The study was conducted in a high school in Turkey, involving nearly a thousand students across multiple grades. The researchers deployed two versions of a GPT-4-based math tutor: one that mimicked a standard ChatGPT interface, referred to as GPT Base, and another that incorporated safeguards designed to promote learning, known as GPT Tutor. These tools were integrated into the math curriculum, comprising about 15% of the instructional content for the students involved.
The primary objective of the study was to understand how access to generative AI affects students' learning outcomes, both in the short and long term. The experiment was structured in three parts: an initial review of the material by the teacher, an assisted practice period where students worked on math problems with access to the AI tools, and a final unassisted exam where students were tested without any AI assistance. The key findings of the study provide a nuanced view of the potential benefits and drawbacks of using AI in educational contexts.
In the short term, the study found that access to GPT-4 significantly enhanced students' performance during the practice sessions. Students using the GPT Base tutor showed a 48% improvement in solving practice problems compared to the control group, while those using the GPT Tutor exhibited an even more remarkable 127% improvement. This outcome aligns with previous research indicating that AI tools can substantially boost productivity and performance in various tasks.
However, the study's findings revealed a critical downside when AI access was removed during the final exam. Students who had used the GPT Base tutor performed 17% worse on the exam compared to students who had no access to AI at all. This decline suggests that while AI tools can improve immediate task performance, they may also lead to over-reliance, inhibiting the deep learning and skill development necessary for success in the absence of such tools. In contrast, students who used the GPT Tutor, which was designed to avoid giving away answers and instead provided incremental hints, did not experience the same decline in exam performance. Their results were statistically indistinguishable from those of the control group, suggesting that AI tools, when carefully designed with learning in mind, can enhance educational outcomes without fostering dependency.

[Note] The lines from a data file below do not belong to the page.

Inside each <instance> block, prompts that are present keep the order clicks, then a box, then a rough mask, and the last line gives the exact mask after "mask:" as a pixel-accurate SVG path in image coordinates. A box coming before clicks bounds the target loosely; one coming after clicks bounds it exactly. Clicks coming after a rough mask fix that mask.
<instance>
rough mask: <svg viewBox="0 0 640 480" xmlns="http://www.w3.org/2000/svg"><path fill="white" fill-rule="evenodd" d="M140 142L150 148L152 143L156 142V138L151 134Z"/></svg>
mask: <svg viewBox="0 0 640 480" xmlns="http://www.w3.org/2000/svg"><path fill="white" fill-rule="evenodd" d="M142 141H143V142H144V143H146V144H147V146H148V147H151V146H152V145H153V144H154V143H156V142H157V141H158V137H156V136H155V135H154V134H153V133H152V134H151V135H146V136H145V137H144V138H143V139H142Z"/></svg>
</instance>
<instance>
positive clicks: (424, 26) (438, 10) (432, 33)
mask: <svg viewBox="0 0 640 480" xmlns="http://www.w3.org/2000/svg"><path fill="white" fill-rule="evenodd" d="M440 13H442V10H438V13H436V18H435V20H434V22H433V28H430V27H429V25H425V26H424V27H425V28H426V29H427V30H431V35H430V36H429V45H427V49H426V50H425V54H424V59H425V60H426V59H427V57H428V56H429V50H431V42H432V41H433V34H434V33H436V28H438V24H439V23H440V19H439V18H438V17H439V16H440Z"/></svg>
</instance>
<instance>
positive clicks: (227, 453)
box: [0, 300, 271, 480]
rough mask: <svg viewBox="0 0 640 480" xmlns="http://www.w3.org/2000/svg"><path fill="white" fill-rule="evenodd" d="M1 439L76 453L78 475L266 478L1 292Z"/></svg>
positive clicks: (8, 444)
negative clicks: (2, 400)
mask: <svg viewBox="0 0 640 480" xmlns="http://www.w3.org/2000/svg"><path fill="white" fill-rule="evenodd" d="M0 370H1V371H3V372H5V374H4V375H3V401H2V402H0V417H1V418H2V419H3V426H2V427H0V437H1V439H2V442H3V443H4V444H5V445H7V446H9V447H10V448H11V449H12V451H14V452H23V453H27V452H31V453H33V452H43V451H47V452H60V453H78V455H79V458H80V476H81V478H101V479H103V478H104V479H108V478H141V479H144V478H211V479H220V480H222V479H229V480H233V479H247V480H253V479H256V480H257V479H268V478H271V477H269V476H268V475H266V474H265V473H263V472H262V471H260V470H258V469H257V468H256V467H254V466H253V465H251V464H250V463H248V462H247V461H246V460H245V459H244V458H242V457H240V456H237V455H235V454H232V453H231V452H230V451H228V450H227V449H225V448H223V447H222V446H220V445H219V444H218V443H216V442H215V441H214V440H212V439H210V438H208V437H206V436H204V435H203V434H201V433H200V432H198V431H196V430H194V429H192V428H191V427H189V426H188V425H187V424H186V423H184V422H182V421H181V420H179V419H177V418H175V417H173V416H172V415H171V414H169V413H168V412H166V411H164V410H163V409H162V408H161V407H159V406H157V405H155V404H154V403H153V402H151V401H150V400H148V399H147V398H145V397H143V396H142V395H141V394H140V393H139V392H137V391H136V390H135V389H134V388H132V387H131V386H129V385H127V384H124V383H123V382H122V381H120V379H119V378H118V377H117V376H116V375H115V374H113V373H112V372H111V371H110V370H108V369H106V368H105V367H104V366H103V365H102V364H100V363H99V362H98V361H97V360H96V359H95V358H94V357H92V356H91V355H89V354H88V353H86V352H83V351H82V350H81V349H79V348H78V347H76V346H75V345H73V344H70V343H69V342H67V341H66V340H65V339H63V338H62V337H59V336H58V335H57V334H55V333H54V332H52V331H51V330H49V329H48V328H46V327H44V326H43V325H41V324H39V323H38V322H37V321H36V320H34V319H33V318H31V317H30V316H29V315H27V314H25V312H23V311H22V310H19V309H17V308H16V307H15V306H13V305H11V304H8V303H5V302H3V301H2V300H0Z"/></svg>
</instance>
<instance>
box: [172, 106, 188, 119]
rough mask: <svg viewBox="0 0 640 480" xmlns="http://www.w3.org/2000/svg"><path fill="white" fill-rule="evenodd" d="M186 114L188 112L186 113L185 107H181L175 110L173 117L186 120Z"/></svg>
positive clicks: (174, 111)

A particularly interesting aspect of the study was the discrepancy between students' perceptions and their actual learning outcomes. Despite the clear evidence that GPT Base users performed worse on the exams, these students did not perceive that they had learned less or performed poorly. On the contrary, they often believed they had done well, highlighting a significant gap between perceived and real learning. This finding underscores the importance of not only designing AI tools that support learning but also educating users about the limitations and potential pitfalls of relying too heavily on these technologies.
The study also explored the broader implications of these findings, particularly in relation to how generative AI could be integrated into educational practices. The researchers argue that while AI tools like ChatGPT have the potential to revolutionize education by making learning more accessible and personalized, there is a need for caution. Without appropriate safeguards, these tools might do more harm than good, particularly if they diminish students' ability to learn independently and retain critical skills.